Abstract
Breast cancer is a great threat to women's health. Automatic analysis of Breast UltraSound (BUS) images can help radiologists make more accurate and efficient diagnoses of breast cancer. We propose a Multi-Task Learning Network with Context-Oriented Self-Attention (MTL-COSA) module to automatically and simultaneously segment tumors and classify them as benign or malignant.
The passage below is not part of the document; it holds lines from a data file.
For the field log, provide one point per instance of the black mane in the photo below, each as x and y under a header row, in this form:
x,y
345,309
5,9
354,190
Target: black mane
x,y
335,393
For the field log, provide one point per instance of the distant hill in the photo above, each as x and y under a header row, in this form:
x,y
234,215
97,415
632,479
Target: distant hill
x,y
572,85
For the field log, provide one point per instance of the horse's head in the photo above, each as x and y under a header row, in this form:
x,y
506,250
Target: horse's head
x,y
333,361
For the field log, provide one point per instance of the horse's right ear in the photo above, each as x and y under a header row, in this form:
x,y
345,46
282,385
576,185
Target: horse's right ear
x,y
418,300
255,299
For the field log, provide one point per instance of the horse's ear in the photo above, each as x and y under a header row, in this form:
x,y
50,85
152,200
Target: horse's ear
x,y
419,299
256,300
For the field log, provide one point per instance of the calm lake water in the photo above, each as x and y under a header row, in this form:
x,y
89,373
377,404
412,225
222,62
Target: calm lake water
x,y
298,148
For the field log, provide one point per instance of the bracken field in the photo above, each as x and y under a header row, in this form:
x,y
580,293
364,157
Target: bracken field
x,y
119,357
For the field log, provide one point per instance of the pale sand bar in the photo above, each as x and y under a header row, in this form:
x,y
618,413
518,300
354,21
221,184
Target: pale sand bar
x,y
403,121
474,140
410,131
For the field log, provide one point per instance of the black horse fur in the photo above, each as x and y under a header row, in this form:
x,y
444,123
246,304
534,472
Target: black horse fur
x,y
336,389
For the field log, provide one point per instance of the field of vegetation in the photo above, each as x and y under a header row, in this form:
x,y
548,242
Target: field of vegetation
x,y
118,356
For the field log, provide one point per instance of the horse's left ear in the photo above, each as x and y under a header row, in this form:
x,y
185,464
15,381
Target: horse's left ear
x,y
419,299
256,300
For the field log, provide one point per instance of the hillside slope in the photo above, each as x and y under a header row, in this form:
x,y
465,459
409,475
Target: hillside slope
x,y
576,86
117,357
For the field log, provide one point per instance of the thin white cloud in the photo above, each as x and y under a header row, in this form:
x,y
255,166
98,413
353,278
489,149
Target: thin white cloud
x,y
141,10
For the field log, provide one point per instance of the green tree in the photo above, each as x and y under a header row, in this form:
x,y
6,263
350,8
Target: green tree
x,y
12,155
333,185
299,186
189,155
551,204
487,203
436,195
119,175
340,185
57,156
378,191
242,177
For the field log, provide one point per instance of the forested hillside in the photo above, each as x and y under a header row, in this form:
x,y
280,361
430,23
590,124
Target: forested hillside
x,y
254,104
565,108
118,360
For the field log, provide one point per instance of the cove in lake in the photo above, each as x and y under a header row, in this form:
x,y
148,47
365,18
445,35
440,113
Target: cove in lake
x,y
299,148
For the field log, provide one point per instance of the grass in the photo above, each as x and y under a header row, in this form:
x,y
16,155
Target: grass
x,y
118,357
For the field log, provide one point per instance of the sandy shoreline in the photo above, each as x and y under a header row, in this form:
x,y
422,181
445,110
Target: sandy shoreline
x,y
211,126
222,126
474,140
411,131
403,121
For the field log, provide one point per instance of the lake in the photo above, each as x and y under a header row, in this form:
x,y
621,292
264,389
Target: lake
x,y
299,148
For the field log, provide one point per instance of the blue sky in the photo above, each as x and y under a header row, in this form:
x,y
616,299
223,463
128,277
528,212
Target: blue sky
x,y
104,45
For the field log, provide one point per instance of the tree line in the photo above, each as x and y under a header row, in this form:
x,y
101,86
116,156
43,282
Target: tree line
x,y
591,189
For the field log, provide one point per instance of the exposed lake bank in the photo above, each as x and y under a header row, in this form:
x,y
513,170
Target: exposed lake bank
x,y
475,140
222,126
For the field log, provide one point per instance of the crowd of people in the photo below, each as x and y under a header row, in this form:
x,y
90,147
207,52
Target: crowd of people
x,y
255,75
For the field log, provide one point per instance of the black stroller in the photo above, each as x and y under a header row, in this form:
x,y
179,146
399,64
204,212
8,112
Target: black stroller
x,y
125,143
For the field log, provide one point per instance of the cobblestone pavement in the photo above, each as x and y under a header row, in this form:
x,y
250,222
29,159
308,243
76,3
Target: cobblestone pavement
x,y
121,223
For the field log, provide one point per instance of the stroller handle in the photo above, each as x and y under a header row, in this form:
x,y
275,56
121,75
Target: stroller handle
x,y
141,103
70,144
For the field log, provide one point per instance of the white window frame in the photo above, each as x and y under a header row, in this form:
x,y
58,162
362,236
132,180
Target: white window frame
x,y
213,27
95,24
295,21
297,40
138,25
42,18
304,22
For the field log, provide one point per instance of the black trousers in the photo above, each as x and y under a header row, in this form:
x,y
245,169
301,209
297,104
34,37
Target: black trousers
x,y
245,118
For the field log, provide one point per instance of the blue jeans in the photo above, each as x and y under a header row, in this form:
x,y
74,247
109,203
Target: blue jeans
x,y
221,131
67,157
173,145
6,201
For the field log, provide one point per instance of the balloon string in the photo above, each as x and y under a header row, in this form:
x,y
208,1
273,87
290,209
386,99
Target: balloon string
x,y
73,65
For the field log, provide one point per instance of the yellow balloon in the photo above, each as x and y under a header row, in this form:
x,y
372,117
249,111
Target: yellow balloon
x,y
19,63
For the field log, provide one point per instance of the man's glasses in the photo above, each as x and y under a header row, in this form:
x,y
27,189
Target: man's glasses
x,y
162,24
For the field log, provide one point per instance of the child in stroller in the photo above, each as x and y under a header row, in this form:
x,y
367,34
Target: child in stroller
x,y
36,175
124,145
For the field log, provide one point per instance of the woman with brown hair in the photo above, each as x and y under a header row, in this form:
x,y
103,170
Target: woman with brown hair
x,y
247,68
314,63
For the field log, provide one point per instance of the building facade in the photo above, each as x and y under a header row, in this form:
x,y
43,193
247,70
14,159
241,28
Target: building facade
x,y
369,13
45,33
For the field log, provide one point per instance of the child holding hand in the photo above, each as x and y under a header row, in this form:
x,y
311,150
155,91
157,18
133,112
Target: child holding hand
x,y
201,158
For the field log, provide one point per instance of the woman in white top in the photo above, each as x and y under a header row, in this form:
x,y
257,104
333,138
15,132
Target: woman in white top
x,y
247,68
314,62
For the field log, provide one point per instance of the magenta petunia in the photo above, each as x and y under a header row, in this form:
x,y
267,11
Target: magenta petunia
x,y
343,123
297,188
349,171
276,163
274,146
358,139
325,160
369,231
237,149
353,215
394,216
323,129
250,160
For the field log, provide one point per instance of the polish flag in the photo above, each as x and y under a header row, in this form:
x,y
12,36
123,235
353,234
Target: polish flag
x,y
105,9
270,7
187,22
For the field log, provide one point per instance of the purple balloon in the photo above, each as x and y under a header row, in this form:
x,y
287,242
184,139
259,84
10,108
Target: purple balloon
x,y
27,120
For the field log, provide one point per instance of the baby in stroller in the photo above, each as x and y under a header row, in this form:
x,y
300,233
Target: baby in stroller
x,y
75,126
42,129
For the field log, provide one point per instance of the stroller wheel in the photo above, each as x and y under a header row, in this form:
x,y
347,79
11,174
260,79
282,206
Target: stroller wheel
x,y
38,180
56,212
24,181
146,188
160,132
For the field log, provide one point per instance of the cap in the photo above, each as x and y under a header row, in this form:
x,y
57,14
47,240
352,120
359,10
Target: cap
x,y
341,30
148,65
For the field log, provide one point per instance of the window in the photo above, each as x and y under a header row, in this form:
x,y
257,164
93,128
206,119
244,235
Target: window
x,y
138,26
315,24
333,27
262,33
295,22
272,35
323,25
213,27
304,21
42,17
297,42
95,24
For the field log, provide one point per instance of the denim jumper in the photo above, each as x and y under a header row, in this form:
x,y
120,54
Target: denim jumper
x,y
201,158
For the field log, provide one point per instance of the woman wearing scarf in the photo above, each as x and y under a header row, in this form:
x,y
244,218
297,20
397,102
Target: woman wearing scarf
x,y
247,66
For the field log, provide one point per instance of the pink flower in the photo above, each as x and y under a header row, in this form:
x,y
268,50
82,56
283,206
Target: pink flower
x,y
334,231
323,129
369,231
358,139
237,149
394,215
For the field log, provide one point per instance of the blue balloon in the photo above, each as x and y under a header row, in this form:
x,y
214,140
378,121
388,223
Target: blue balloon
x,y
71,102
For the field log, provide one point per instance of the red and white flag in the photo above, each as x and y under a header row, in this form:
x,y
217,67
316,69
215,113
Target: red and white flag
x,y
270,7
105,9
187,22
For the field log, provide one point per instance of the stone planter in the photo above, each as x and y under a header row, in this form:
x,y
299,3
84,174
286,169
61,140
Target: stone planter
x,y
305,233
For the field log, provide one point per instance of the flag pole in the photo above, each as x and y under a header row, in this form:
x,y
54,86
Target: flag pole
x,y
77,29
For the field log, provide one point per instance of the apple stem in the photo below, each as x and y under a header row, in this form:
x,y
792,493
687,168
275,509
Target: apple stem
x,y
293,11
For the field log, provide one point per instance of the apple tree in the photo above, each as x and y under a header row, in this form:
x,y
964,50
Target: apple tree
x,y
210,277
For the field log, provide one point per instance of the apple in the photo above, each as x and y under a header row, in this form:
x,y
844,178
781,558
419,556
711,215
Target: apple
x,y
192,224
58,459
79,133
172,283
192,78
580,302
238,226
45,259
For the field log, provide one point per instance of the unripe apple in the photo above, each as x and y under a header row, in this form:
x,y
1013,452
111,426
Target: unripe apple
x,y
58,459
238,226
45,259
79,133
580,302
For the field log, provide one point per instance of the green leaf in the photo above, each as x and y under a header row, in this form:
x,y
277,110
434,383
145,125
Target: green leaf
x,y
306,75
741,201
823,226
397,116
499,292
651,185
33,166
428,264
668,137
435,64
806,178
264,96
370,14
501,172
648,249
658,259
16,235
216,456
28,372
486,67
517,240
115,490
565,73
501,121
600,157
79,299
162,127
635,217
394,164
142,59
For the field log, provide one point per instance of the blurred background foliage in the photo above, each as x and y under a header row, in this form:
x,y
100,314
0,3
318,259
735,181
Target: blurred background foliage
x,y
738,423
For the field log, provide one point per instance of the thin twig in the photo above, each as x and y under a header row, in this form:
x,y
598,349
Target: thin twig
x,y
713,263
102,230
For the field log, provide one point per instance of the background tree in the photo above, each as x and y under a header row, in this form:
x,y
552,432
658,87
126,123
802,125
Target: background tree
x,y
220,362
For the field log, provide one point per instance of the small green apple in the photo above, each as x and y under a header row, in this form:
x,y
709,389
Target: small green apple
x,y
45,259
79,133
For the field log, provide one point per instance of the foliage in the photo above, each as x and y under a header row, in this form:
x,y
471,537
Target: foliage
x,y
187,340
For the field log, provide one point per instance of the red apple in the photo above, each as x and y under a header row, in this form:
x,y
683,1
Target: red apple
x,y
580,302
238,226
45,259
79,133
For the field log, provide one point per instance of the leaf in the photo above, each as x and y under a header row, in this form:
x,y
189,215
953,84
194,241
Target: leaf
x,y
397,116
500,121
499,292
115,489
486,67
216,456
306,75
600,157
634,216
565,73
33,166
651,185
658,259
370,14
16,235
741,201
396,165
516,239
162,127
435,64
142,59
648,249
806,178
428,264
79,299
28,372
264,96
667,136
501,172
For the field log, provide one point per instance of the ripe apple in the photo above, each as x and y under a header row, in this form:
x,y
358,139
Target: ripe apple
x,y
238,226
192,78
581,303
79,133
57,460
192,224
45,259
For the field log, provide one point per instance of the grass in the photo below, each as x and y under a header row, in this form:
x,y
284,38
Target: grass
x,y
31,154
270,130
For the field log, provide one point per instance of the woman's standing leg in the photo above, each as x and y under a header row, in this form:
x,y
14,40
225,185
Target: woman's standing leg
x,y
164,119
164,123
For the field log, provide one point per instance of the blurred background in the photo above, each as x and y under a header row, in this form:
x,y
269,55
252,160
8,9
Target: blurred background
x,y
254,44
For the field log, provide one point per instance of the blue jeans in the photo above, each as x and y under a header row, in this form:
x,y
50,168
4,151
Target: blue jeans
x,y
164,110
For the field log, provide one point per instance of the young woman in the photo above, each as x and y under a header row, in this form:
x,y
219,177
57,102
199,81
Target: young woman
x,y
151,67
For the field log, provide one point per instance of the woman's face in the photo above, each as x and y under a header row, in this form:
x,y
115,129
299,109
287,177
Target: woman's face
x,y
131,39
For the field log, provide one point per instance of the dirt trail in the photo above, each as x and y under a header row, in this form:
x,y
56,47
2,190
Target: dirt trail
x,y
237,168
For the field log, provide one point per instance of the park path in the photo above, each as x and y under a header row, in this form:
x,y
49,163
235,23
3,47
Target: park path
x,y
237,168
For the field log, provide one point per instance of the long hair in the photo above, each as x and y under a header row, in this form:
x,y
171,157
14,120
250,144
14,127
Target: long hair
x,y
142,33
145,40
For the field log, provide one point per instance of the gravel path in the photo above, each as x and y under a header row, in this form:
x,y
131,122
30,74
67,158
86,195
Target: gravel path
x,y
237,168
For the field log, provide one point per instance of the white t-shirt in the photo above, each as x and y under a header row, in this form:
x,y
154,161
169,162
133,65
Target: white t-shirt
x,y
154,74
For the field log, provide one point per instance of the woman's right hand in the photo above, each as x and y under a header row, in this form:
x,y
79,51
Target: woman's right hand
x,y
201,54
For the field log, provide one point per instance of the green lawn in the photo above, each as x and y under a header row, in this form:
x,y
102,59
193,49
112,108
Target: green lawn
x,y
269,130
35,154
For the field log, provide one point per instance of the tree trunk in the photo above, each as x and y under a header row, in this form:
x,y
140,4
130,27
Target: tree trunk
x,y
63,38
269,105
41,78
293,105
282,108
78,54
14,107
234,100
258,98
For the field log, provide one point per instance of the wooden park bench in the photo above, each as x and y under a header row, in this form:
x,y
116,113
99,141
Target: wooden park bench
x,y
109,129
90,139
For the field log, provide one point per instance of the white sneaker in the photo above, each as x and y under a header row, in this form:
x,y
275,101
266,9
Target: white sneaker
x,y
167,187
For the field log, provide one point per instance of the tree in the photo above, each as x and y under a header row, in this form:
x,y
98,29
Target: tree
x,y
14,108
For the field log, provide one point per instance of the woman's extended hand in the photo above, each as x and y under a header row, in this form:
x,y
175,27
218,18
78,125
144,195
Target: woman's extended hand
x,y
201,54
The COSA module incorporates prior medical knowledge to guide the network to learn contextual relationships for better feature representations in BUS images. Extensive cross-validation experiments are conducted on two public datasets to evaluate the performance of MTL-COSA and several state-of-the-art methods. MTL-COSA achieves the best classification results and second-best segmentation results compared with deep learning-based methods (5 classification methods and 3 segmentation methods).
| Original language | English |
|---|---|
| Title of host publication | IEEE ISBI 2022 Proceedings - 2022 IEEE International Symposium on Biomedical Imaging |
| Publisher | IEEE Computer Society |
| ISBN (Electronic) | 9781665429238 |
| DOIs | |
| State | Published - 2022 |
| Event | 19th IEEE International Symposium on Biomedical Imaging, ISBI 2022 - Hybrid, Kolkata, India Duration: 28 Mar 2022 → 31 Mar 2022 |
Publication series
| Name | Proceedings - International Symposium on Biomedical Imaging |
|---|---|
| Volume | 2022-March |
| ISSN (Print) | 1945-7928 |
| ISSN (Electronic) | 1945-8452 |
Conference
| Conference | 19th IEEE International Symposium on Biomedical Imaging, ISBI 2022 |
|---|---|
| Country/Territory | India |
| City | Hybrid, Kolkata |
| Period | 28/03/22 → 31/03/22 |
UN SDGs
This output contributes to the following UN Sustainable Development Goals (SDGs)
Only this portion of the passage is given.